Last week Dr. Jeffrey Newcorn, a child and adolescent psychiatrist and professor at Mount Sinai Medical Center, stopped by the Child Mind Institute to give a presentation on advances in ADHD medication—specifically his research on atomoxetine (brand name Strattera), a non-stimulant compound that is seeing increasing use.
For me his most interesting point was that because stimulants are so effective at treating most cases of ADHD, the field has come to define the disorder—in the criteria listed for a diagnosis—partly by the targets of that treatment.
“Our criteria are really strongly built to things that stimulants make better,” Newcorn said. “So there is a real premium on efficiency of processing, getting tasks completed, finding boring things interesting—the things that stimulants do better.” But as a clinician and researcher, Newcorn sees two problems here. For one, there are many more dimensions to the disorder—as he puts it, “all the things about ADHD that we’d like to track better that aren’t part of our criteria.” And—relatedly, as he demonstrated—though most people with ADHD respond to stimulants, many don’t. How to help them, he said, begins with understanding how they are different.
Newcorn’s rationale for pursuing atomoxetine emerged from a widely known clinical fact: there are two classes of stimulants, and if one doesn’t work well for a young person with ADHD, chances are the other class will. About 80% of patients will respond to either methylphenidate or amphetamine. Are those other 20% just out of luck? Not if you broaden your idea of what “response” is, and understand that the two classes of stimulants, though similar, work differently in the brain. Why can’t something else work?
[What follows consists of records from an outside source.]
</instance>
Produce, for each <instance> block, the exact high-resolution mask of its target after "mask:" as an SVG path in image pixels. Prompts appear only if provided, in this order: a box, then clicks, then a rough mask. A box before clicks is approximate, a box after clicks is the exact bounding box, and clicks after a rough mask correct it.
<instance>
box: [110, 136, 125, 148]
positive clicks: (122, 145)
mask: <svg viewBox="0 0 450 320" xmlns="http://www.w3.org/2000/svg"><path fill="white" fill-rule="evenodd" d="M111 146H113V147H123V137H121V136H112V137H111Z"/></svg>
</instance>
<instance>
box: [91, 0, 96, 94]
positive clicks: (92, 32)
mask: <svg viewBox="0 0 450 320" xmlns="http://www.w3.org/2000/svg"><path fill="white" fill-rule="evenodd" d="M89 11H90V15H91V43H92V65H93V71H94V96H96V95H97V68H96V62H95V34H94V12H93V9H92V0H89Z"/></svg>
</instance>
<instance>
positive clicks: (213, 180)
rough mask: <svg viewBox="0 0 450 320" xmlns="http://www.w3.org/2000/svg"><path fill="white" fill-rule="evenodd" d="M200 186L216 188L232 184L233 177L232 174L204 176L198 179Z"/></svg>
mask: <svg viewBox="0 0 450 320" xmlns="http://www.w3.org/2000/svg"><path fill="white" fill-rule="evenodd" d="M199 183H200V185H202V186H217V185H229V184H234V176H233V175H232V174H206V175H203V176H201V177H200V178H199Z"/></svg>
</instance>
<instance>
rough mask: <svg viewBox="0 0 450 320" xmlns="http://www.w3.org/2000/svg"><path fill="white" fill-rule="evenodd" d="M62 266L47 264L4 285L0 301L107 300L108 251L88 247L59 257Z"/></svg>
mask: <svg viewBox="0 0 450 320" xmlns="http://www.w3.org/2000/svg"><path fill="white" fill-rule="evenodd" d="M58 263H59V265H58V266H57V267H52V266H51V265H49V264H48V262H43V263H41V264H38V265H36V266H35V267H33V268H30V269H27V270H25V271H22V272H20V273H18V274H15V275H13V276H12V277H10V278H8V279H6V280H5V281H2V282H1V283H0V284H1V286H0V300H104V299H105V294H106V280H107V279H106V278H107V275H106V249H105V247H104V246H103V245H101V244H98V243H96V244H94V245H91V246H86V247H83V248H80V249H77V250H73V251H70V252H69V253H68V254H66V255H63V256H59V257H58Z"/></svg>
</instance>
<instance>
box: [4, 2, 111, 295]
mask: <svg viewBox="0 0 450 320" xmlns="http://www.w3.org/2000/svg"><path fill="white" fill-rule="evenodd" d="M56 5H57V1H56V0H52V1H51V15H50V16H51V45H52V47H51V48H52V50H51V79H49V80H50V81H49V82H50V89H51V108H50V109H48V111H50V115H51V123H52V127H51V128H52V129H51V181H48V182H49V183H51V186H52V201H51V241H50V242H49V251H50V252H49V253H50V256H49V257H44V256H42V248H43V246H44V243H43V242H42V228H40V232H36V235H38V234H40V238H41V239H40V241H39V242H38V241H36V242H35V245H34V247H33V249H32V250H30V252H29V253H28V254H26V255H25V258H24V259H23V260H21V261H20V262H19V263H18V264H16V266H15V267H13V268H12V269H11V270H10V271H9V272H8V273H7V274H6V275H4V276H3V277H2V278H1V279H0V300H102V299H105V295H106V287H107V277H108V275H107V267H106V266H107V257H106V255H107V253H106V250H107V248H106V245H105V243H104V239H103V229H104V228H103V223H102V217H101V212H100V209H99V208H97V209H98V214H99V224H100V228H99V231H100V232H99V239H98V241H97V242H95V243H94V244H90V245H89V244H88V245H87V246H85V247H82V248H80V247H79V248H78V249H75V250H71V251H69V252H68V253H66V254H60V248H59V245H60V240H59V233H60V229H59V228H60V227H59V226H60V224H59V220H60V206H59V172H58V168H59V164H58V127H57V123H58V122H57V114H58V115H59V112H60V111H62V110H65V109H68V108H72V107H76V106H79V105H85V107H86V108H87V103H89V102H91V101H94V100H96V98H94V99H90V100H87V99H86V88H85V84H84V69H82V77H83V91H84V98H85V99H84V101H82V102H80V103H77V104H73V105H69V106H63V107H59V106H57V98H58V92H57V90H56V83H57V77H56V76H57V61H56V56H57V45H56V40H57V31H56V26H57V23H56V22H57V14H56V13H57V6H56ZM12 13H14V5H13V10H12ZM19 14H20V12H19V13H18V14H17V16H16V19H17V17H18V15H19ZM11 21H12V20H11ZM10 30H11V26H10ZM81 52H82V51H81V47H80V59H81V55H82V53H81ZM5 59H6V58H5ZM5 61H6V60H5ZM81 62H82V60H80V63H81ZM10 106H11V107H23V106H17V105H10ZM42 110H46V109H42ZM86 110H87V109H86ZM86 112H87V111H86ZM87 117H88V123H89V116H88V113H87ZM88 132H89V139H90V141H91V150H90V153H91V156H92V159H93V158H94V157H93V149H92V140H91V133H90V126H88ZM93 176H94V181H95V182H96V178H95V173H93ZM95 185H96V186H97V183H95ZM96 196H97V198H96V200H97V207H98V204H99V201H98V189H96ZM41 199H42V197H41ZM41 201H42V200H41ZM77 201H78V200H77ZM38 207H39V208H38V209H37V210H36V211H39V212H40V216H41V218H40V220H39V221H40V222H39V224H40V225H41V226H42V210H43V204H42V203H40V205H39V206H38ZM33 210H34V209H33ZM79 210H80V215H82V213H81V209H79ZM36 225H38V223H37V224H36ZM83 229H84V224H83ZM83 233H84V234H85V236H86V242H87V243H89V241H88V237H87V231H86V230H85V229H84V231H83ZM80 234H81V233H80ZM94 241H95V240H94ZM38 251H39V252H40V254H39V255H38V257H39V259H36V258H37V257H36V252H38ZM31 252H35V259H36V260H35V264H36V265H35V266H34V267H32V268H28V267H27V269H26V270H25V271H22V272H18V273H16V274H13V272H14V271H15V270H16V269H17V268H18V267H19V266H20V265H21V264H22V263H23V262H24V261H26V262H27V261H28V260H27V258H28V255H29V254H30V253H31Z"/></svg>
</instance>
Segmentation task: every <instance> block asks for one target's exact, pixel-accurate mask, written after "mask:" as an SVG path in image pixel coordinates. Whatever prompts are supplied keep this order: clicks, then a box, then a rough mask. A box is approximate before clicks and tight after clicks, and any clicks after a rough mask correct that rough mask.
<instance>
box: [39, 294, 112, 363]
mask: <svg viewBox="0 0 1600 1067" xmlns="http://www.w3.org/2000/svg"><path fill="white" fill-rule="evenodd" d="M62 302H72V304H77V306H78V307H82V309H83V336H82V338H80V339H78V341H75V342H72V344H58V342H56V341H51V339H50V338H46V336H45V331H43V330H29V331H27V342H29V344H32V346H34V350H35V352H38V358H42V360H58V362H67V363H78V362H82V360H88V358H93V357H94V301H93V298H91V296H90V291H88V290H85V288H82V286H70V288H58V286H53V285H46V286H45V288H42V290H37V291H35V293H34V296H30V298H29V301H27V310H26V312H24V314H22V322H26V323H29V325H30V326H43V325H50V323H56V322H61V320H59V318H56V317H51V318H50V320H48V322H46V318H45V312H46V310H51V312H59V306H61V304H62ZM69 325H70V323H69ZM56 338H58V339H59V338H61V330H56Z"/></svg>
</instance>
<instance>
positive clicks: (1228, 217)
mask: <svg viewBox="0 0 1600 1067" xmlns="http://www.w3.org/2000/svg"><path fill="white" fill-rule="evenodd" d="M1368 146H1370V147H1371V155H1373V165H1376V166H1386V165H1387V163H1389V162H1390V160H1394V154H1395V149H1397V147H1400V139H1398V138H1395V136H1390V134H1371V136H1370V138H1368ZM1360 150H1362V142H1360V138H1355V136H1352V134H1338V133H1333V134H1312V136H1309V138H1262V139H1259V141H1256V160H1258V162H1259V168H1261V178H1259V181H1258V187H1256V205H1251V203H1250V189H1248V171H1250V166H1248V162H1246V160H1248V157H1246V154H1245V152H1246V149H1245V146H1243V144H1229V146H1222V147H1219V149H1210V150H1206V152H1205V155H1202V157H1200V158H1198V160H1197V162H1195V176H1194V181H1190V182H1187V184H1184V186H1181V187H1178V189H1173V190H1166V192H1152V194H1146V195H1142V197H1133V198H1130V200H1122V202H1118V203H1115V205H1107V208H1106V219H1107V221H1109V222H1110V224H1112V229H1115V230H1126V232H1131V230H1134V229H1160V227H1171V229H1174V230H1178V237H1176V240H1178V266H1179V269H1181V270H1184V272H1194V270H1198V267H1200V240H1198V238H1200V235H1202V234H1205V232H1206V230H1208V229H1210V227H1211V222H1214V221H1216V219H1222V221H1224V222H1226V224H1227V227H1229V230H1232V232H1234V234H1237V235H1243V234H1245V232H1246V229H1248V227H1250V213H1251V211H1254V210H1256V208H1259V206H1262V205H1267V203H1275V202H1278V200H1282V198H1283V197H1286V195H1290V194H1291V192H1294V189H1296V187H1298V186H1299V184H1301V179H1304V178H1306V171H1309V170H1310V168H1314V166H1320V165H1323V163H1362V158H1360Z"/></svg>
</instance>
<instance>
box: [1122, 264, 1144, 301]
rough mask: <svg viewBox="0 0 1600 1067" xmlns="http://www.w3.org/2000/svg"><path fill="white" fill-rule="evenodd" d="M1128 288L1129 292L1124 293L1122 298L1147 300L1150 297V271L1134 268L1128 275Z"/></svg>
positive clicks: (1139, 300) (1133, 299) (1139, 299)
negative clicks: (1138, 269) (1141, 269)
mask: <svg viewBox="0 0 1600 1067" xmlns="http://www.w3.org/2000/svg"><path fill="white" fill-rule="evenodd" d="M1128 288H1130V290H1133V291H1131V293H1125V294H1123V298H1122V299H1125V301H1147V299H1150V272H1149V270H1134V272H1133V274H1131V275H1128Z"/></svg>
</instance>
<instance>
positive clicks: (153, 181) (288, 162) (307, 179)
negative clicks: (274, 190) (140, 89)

“It makes sense to look at atomoxetine,” he said, which targets some of the same neurotransmitters as stimulants—but in a very different way and in different parts of the brain, as Newcorn illustrated with imaging studies. Its effects are also different, he postulated, serving more to “drive mental effort” and “increase” the signal as opposed to stimulants, which “decrease noise.” And it can help people who have been labeled non-responders to treatment.
The upshot here is that all cases of ADHD aren’t the same—and that Newcorn is blazing a trail into a future of personalized medicine. There is no place and no need anymore for a “one size fits all approach” to ADHD treatment, he said. Instead of settling on averages—on the sunny but still wanting 80% response rate for stimulants—we can and should figure out “which drug is best for which patients.” Or, as he put it, “our goal is not to treat partial responders with something that doesn’t work too well.” And by thinking about ADHD in a more catholic way, we find that the tools to achieve a better goal may be in front of us.